Europe must move fast on stablecoins, warns Portes
LBS economist urges unified regulation as US races ahead and digital tokens reshape global finance

Professor Richard Portes warns Europe risks ceding the future of digital finance (The future of tokenised finance in Europe, FT, 18 November) unless it accelerates efforts to harmonise stablecoin regulation, a message he has amplified in his leading role on the European Systemic Risk Board’s recent landmark report on stablecoins.

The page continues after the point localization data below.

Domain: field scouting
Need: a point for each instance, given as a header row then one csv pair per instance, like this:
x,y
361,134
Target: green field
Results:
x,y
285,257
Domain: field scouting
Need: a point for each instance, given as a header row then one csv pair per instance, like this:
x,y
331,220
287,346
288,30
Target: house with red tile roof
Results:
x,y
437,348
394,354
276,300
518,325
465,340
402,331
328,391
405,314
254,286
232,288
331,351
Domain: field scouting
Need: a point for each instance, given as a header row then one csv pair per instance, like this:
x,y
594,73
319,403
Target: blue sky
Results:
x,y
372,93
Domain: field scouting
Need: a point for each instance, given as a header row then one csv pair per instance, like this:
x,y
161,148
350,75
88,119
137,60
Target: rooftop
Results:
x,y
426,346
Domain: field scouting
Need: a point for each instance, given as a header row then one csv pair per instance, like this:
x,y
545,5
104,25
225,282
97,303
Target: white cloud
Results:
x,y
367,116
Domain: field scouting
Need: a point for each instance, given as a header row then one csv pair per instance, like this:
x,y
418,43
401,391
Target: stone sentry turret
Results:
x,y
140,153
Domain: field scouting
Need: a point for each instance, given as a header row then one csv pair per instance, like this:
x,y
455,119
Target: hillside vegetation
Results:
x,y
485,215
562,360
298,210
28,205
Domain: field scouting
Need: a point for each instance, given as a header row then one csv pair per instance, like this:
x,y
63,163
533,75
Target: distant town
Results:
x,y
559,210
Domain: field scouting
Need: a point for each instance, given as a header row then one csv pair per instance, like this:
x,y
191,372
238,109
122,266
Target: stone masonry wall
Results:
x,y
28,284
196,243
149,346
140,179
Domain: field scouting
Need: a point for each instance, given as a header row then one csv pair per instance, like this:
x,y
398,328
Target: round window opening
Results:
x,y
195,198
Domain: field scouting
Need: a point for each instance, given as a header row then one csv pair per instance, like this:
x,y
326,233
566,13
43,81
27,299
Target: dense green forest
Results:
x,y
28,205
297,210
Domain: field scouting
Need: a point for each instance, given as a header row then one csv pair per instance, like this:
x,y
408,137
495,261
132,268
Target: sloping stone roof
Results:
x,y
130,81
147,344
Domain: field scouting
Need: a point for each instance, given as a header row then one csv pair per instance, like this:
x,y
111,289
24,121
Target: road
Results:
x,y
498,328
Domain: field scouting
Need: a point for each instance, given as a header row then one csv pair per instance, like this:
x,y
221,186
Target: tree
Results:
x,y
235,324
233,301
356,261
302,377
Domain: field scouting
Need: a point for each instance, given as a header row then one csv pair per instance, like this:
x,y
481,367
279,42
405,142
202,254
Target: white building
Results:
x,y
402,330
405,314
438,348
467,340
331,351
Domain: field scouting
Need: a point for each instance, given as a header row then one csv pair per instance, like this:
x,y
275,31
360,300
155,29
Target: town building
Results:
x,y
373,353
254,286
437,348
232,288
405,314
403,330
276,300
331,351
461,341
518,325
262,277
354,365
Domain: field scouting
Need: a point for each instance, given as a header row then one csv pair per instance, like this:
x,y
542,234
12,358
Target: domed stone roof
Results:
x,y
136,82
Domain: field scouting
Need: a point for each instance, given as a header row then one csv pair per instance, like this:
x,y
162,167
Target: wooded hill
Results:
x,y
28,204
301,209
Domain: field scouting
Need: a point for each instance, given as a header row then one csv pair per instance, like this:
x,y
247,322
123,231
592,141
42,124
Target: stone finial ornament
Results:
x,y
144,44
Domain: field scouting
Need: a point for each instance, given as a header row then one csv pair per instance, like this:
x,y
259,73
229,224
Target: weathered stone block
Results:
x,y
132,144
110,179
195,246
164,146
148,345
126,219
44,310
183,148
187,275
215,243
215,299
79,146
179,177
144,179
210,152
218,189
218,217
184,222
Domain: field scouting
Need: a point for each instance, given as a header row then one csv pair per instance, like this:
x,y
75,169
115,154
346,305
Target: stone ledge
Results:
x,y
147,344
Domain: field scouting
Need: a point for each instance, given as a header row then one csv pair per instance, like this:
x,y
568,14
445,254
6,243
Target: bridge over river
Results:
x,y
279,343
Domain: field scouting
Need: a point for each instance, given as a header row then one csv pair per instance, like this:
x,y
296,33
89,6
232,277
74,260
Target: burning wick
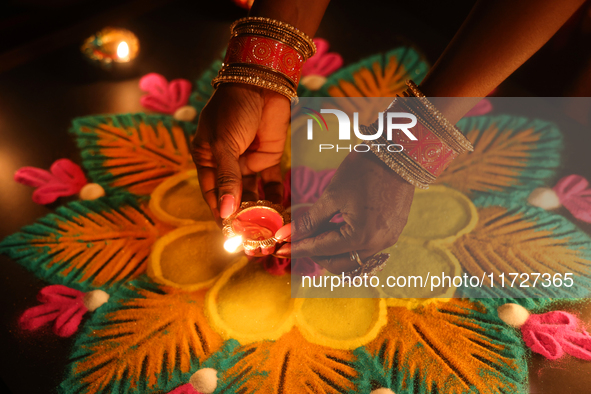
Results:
x,y
233,244
122,50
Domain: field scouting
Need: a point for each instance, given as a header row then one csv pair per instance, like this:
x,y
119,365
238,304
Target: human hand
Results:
x,y
374,202
241,132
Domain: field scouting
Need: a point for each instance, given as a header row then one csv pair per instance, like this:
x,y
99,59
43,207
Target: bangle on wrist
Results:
x,y
265,53
438,141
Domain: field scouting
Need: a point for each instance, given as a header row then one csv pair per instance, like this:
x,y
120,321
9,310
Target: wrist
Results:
x,y
265,53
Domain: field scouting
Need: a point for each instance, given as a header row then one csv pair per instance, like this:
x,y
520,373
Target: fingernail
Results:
x,y
267,251
283,233
226,205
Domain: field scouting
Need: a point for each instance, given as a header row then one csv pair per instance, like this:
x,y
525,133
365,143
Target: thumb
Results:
x,y
228,182
308,223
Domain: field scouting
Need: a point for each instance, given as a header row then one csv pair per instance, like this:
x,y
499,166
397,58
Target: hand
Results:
x,y
374,202
241,132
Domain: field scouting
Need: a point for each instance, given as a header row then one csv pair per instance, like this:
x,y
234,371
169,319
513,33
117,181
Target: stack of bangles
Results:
x,y
437,144
266,53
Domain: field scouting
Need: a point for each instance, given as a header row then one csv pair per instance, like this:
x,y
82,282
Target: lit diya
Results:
x,y
253,227
111,45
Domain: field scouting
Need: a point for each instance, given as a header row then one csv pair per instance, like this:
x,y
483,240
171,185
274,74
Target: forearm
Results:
x,y
497,37
303,14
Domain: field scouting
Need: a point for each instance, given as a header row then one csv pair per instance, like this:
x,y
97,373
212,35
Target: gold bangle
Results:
x,y
280,27
255,77
450,128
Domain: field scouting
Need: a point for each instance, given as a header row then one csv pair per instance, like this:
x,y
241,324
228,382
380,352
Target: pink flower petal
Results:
x,y
163,96
544,344
322,63
577,344
574,194
483,107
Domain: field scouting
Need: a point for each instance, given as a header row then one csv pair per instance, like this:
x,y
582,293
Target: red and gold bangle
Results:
x,y
272,28
438,142
265,53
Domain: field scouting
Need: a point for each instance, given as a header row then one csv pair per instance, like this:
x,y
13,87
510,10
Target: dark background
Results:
x,y
45,82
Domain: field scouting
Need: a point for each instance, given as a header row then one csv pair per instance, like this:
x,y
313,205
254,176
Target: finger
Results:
x,y
206,176
329,243
250,189
206,173
273,184
343,262
284,233
228,181
309,222
336,264
284,250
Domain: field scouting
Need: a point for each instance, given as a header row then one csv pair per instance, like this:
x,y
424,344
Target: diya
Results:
x,y
253,227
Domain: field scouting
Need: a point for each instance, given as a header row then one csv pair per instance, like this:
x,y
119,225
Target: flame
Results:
x,y
232,244
123,50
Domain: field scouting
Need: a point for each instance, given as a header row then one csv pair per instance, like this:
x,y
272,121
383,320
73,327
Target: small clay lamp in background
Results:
x,y
253,227
111,46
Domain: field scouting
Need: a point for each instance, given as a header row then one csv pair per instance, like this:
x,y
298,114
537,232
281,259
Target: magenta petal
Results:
x,y
322,63
287,189
543,343
154,83
155,103
553,323
68,321
59,293
37,316
184,389
31,176
574,194
47,194
276,266
180,91
68,172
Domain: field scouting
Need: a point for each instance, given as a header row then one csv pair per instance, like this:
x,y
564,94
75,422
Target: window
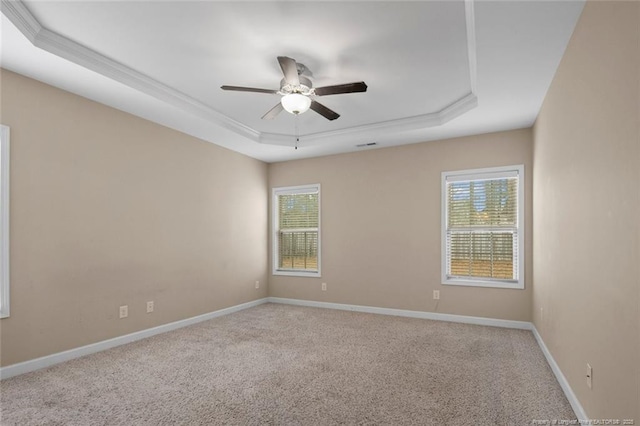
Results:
x,y
296,226
482,227
4,221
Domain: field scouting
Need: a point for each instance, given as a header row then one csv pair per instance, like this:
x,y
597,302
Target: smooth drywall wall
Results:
x,y
587,211
108,209
381,223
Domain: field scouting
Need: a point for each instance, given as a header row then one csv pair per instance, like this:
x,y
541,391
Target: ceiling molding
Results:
x,y
63,47
373,131
66,48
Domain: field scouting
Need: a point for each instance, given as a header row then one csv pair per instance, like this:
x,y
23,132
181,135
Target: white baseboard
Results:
x,y
49,360
523,325
564,384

As tokenised finance moves from experiment to infrastructure, Portes argues that Europe stands at a pivotal moment. Stablecoins, digital tokens backed by traditional assets, are shifting rapidly into the mainstream, promising faster payments, cheaper transactions and new ways of moving money across borders. But despite the EU’s comprehensive MiCA framework, national inconsistencies are still holding the bloc back.

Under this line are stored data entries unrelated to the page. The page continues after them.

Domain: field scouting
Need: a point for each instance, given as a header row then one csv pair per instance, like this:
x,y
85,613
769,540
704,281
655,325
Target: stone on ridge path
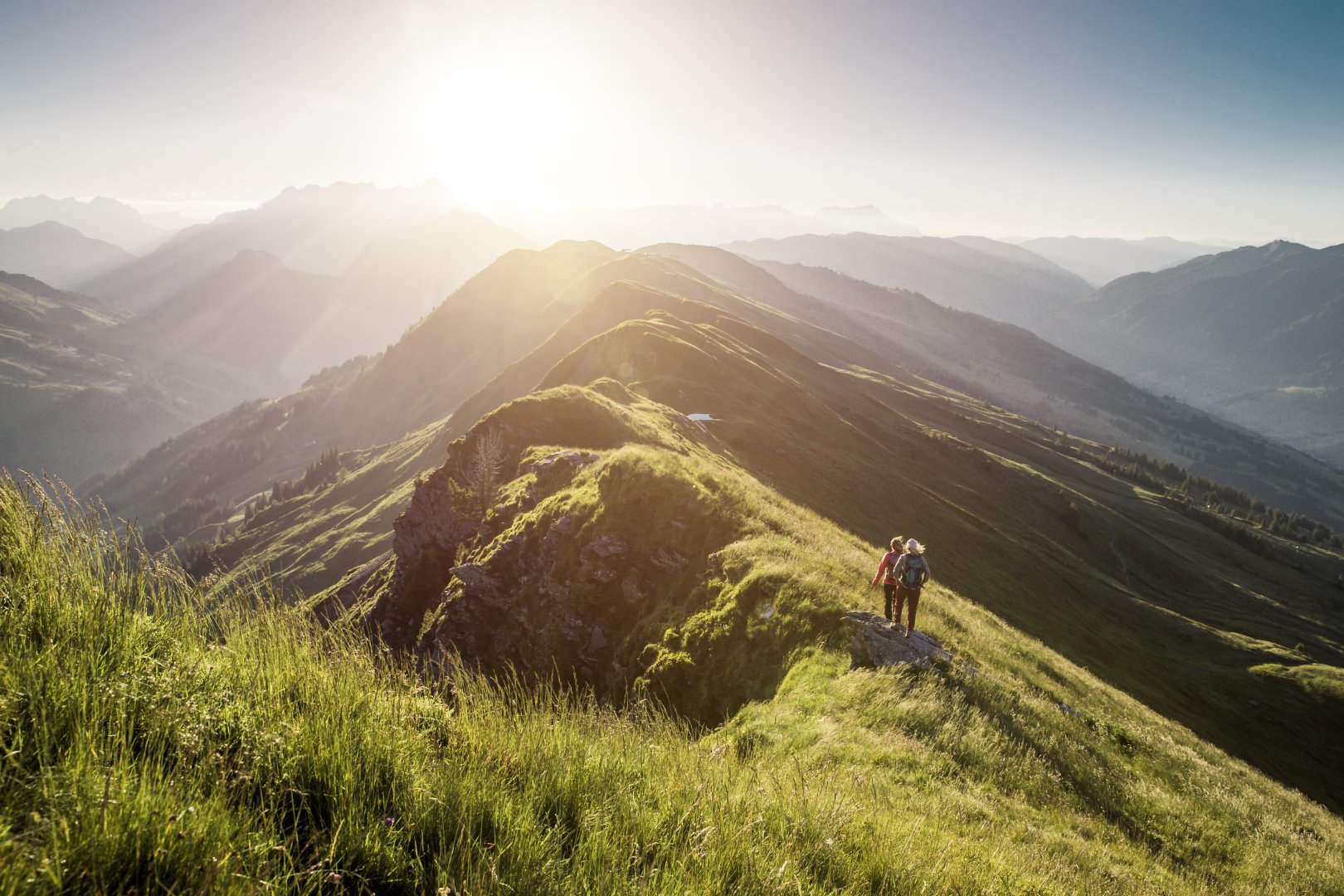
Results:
x,y
877,642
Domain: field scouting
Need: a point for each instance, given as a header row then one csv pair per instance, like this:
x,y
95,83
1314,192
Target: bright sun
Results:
x,y
498,124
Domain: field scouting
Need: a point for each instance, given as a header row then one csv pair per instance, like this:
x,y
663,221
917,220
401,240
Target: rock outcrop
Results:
x,y
877,642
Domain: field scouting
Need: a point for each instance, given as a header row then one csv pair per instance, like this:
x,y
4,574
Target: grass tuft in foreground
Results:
x,y
162,737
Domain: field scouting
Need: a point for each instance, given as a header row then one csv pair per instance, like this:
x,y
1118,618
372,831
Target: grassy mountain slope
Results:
x,y
489,321
1020,371
996,284
60,382
1129,582
1252,334
218,743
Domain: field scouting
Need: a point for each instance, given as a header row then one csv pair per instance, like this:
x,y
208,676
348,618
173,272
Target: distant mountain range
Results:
x,y
968,273
58,254
316,229
216,329
1254,334
1092,551
1099,261
106,219
707,225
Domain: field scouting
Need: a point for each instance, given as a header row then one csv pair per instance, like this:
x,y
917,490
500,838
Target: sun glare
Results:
x,y
498,124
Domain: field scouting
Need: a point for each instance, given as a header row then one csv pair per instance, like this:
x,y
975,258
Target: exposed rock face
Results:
x,y
425,544
877,642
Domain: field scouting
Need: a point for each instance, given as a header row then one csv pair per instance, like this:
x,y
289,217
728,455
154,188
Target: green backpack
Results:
x,y
912,575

The stakes are rising. Member states vary in how they classify and supervise stablecoins, creating a fragmented regulatory environment that market leaders say is slowing innovation. France, Italy and Austria have already called for a unified supervisory regime for major issuers, pointing to “major differences” in how national authorities oversee crypto markets.
Banks and financial institutions are already experimenting at scale. “We are already using smart contracts to streamline and automate financing processes, where stablecoins are an essential part of the money flow,” says Francisco Maroto, Head of Blockchain and Digital Assets at BBVA.

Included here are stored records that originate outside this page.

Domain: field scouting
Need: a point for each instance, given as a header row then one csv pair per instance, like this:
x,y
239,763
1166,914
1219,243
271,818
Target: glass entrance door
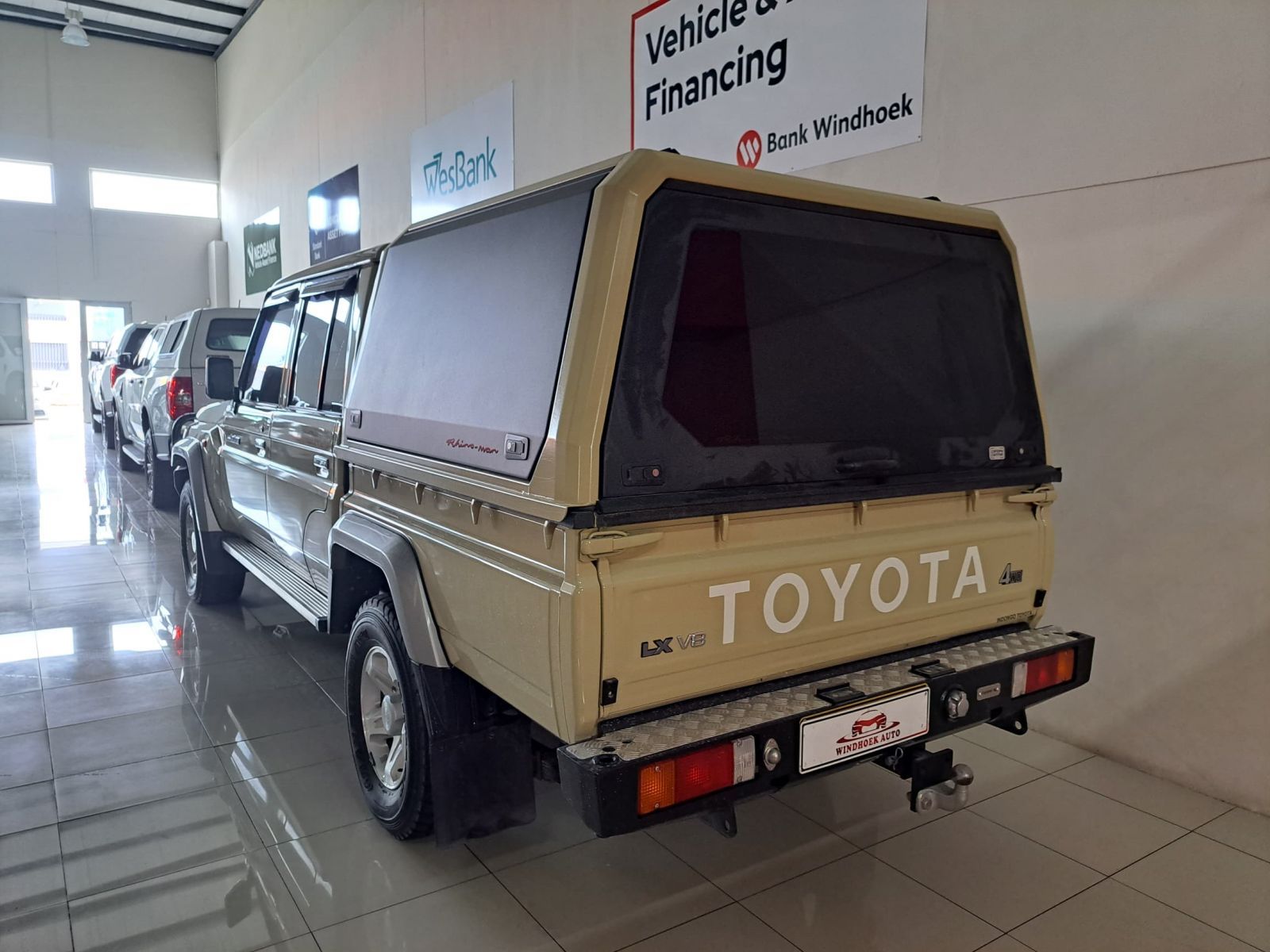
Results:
x,y
16,404
101,321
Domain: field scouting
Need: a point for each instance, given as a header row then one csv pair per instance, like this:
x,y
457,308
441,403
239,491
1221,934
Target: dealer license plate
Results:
x,y
865,727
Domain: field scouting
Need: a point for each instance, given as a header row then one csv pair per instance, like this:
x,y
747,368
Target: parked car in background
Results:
x,y
103,370
162,386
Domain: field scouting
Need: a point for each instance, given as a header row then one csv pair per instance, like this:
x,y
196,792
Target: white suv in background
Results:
x,y
162,387
103,371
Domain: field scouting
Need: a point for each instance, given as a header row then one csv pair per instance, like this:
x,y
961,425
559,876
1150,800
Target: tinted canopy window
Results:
x,y
463,346
772,344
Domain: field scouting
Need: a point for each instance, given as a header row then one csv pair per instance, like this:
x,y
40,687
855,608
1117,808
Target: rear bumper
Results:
x,y
600,777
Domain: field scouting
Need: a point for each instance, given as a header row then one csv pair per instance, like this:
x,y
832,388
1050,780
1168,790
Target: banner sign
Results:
x,y
262,251
778,84
464,156
334,217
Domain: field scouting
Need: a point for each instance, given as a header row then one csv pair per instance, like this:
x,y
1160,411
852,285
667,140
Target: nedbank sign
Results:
x,y
464,156
262,251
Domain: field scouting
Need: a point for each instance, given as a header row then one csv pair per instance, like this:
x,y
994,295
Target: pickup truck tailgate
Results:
x,y
702,606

Meanwhile, the US is moving quickly. Washington’s proposed GENIUS Act sets clear rules for dollar-backed tokens, positioning the greenback to dominate cross-border digital payments before euro-based alternatives can gain traction.
For European players, the warning is clear. “Europe should not stay idle,” says Mung Ki Woo, COO for Group Financial Services at Sopra Steria. Without coordinated action, he argues, a rapidly expanding stablecoin market will default to global dollar dominance.
Portes’ message, echoed in the ESRB’s findings, is that Europe still has an opportunity to lead, but only if it acts with urgency and speaks with a single regulatory voice.